In Morocco, as it is in Tunisia, tourism is a major and vital source of hard-currency reserves and jobs that shore up the economy.
"We have got many cancellations since the latest attack in Tunisia, and even worse, we don't have any visibility as to the next three months," Farid Kerdad, owner and manager of Riad Al-Maati in the ancient quarter of Rabat. Riads are traditional Moroccan dwellings later converted into hotels.
"What is happening in Tunisia and elsewhere has been definitely affecting Morocco," said Omar Kabbaj, president of Interedec Maroc, which owns four of the biggest hotels in the North African kingdom, including the Hyatt Regency in Casablanca. "We estimate the drop in bookings since the Sousse beach attack at 30 percent, but we are talking only about French tourist reservations. [It's] too early to know about the other nationalities."
Tourism receipts
French tourists account for more than 40 percent of the 10 million tourists Morocco attracts annually.
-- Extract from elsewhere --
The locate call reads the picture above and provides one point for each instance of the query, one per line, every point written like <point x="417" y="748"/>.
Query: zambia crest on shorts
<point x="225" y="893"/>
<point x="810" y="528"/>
Tourism industry receipts hover around $6 billion per year, or around 6 percent of the country's gross domestic product.
Moroccan Tourism Minister Lahcen Haddad told Reuters it was too early to give figures on the overall impact from Tunisia.
"We have not seen at the moment massive cancellations, but we will see clearer in the coming weeks," Haddad said.
However, Morocco's tourism has already suffered over the past year since the beheading in Algeria of a French tourist by Islamist militants in September, the deadly Islamist attack on the French satirical journal Charlie Hebdo in Paris in January, and the massacre at Tunis' Bardo museum in March.
Tourism receipts in Morocco slumped by 6.6 percent in the first half of 2015 to 24 billion dirhams ($2.45 billion), down from 26.13 billion dirhams in the corresponding period last year.
North Africa is seen as vulnerable to militant violence given that thousands of young men, especially from Morocco and Tunisia, now fight with jihadist forces in Iraq and Syria, with some threatening to stage attacks upon their return home.
Morocco has put security services on high alert since July 2014 and often announces it has broken up Islamist militant cells accused of plotting inside and outside the kingdom.
It has suffered many attacks by suspected militants, although the last was four years ago in Marrakesh when an Islamist bomber blew apart a popular tourist cafe, killing 15 people.
"Obviously, security has become very important in the choice of a destination, and our security services have been working scrupulously to protect tourists and Moroccan nationals," Haddad said. "A security system has been also deployed to protect strategic and tourist sites."